China’s parliament has revised the nation’s postal law in a move that will ban foreign delivery companies from handling domestic express mail, state press reported yesterday.
The revised law was passed by the National’s People’s Congress on Friday despite opposition from express delivery giants including DHL, FedEx, TNT and UPS, the China Daily reported.
The newly amended law that goes into effect on Oct. 1 bans foreign companies from delivering express letters within China, the newspaper said.
But foreign delivery companies with operations in China will be permitted to deliver express packages domestically, as well as express letters internationally, it said.
Legislators insisted the new law complied with China’s WTO committments, it said.

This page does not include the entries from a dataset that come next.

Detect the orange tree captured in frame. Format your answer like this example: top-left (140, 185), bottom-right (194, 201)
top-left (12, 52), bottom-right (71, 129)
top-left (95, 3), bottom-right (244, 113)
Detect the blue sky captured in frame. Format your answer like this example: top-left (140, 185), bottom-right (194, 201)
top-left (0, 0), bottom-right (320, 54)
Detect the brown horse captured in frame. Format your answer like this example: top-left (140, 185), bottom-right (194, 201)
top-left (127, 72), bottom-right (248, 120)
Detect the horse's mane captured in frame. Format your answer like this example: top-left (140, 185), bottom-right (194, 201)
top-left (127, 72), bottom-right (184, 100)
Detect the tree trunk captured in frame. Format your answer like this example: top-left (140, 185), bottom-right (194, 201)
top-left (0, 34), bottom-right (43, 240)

The Conference of Asia Pacific Express Carriers (CAPEC), which represents the four global giants and lobbied against the amendment, called for an “open and level playing field” in the sector.
The provision would “erode the competitiveness of foreign invested firms against their domestic counterparts in the wider express market,” the China Daily quoted a CAPEC statement as saying.
“CAPEC regrets that the newly enacted China Postal Law excludes foreign business from entering a segment of the domestic market,” it said.
Express delievery is big business in China, accounting for about 43 percent of 96 billion yuan (US$14 billion) in revenue in the nation’s postal system last year, the report said.